To needful succour all the good will run, 60
And Jove assert the godhead of his son.

O still repining at your present state,
Grudging yourselves the benefits of fate,
Look up, and read in characters of light
A blessing sent you in your own despite.
The manna falls, yet that celestial bread
Like Jews you munch, and murmur while you feed.
May not your fortune be, like theirs, exiled,
Yet forty years to wander in the wild!
Or if it be, may Moses live at least, 70
To lead you to the verge of promised rest!

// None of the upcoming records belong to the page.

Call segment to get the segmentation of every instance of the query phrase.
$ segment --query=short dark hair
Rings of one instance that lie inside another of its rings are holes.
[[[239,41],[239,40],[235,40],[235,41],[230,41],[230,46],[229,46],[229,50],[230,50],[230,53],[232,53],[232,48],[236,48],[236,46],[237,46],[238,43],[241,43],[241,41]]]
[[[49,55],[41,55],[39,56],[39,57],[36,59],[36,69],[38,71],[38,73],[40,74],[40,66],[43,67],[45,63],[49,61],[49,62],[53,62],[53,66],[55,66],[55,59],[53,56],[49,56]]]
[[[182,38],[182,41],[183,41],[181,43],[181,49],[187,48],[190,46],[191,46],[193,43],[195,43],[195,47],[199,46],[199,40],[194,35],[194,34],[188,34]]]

Though poets are not prophets, to foreknow
What plants will take the blight, and what will grow,
By tracing Heaven, his footsteps may be found:
Behold! how awfully he walks the round!
God is abroad, and, wondrous in his ways,
The rise of empires, and their fall surveys;
More, might I say, than with an usual eye,
He sees his bleeding church in ruin lie,
And hears the souls of saints beneath his altar cry. 80
Already has he lifted high the Sign,[166]
Which crown'd the conquering arms of Constantine;
The Moon[167] grows pale at that presaging sight,
And half her train of stars have lost their light.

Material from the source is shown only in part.